Swiss Psychologist Carl Jung discovered four archetypes of masculinity stationed in the masculine subconscious.

This is the warrior.

Symbolic Space: Field of Combat

Emblem: Sword

Examples: George St-Pierre, Russell Means, Mike Tyson, David

The warrior guards. He is the archetype of wildness, assertiveness, aggression, and athleticism, primal qualities that typically generate during boyhood. After these develop, and under guidance by a father or elder males, this archetype exists as discipline, focus, vigilance, and determination, and acts during times of courage and bravery–perhaps being afraid, but going forward anyway. Finally, while experiencing meaningful relationships a man becomes loyal, faithful, and dutiful; protects the weak, the family, and his own sovereignty. All these are the forms of the warrior.

The significance of the warrior for boys and men is evident in their fascination with combat in movies, sports, books, and the news. Contact sports and war can provoke a “battle frenzy”–radically elevated energy of the warrior reaching the point of lust and passion for death and destruction, figurative or literal. When the romanticisation of combat matures, a man associates it less with death and destruction and more with life and protection. This maturity eradicates the belief that they must dominate and steal from others to protect and provide for themselves and their community.
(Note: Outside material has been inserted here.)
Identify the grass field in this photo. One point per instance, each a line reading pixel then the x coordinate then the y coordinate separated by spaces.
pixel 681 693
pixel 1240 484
Men who fail to mature will too often treat peers as threats rather than as brothers and sisters. This will likely make those peers hostile, and perpetuate a cycle of conflict without meaningful purpose.

However, this maturity comes only through pain and sacrifice. Unlike girls, who are automatically and cumbersomely initiated into womanhood via menstruation, a boy needs to be provided with pain, challenge, or obstacle by an elder and loving male, who trains him how to confront and conquer them. Boys who are not trained to confront pain, or who are trained to confront pain by someone who is not both elder and loving, will have delayed embodiment of the mature warrior. Even after growing out of boyhood a man must continually ensure he is confronting challenges–balanced by periods of rest–lest he slip back into immaturity. Old men tend to experience these challenges every day. Younger men have the duty and privilege to supply old men with periods of rest just as elder men had supplied them with periods of stress.

The Great Battle

When attempting to reach his full potential, a man is wise to endure obstacles that are physical, emotional, intellectual, and spiritual. The most difficult, most important, and most rewarding of these is the battle within. Confronting the darkness within commonly incurs great pain; the darkness inflicts punishment for facing it, uttering the lie that the consequence for facing it is weakness, loss, or death. The man who believes this lie remains in darkness. He senses the dark, but thinks it originates from others, lest he confront the darkness within. Others become his enemy, who he must vanquish. But as Saint Paul wrote, “Our struggle is not against enemies of blood and flesh, but against the rulers, against the authorities, against the cosmic powers of this present darkness, against the spiritual forces of evil in the heavenly places”-Eph 6:12 New Revised Standard Version

The more a man defeats his inner darkness, the more illuminated he becomes. He can recognize darkness that is actually within others. Knowing the pain of darkness and understanding its ability to victimize, he can see others as victims of darkness and fight against it rather than them. Still, others are often made by the dark to believe such a man is a threat and that they will die if light is revealed, when in fact they will live. Since dark cannot coexist with light, it deceives its victim into believing that light is darkness and life is death. The only way for the victim to discern truth from lie is to confront their own darkness.

The more success a man has with defeating the darkness inside him, the greater the warrior energy can be accessed to fulfill his purpose: to serve the King and guard his kingdom from threats beyond its boundaries. The king archetype is then free to unify and order the other three archetypes. Uniting the warrior with the lover archetype enables a man to join sexual aggressiveness with tenderness, emotional fortitude with empathy, and duty with desire. Commanding the warrior with the magician archetype makes him competent, rational, and methodical. Such a man applies strategies for success, and when he makes mistakes he learns from them.

The Complete Warrior

Integration with the other archetypes allows a man to responsibly utilize the warrior’s power to decide what lives and what dies; he can destroy the old to make way for the new; make decisions about who to befriend, date, and marry, which habits to break and which beliefs to change. He can “separate the wheat from the chaff”-Mt 3:12

A warrior without his own king lacks integrity. He is easily ruled by the king of another, who is not the true King. The man who serves the true King is therefore protected from domination. He is a free man. Being a free man in service of the true King makes him both master and servant. Only this man can guard himself, his family, his community, and his country.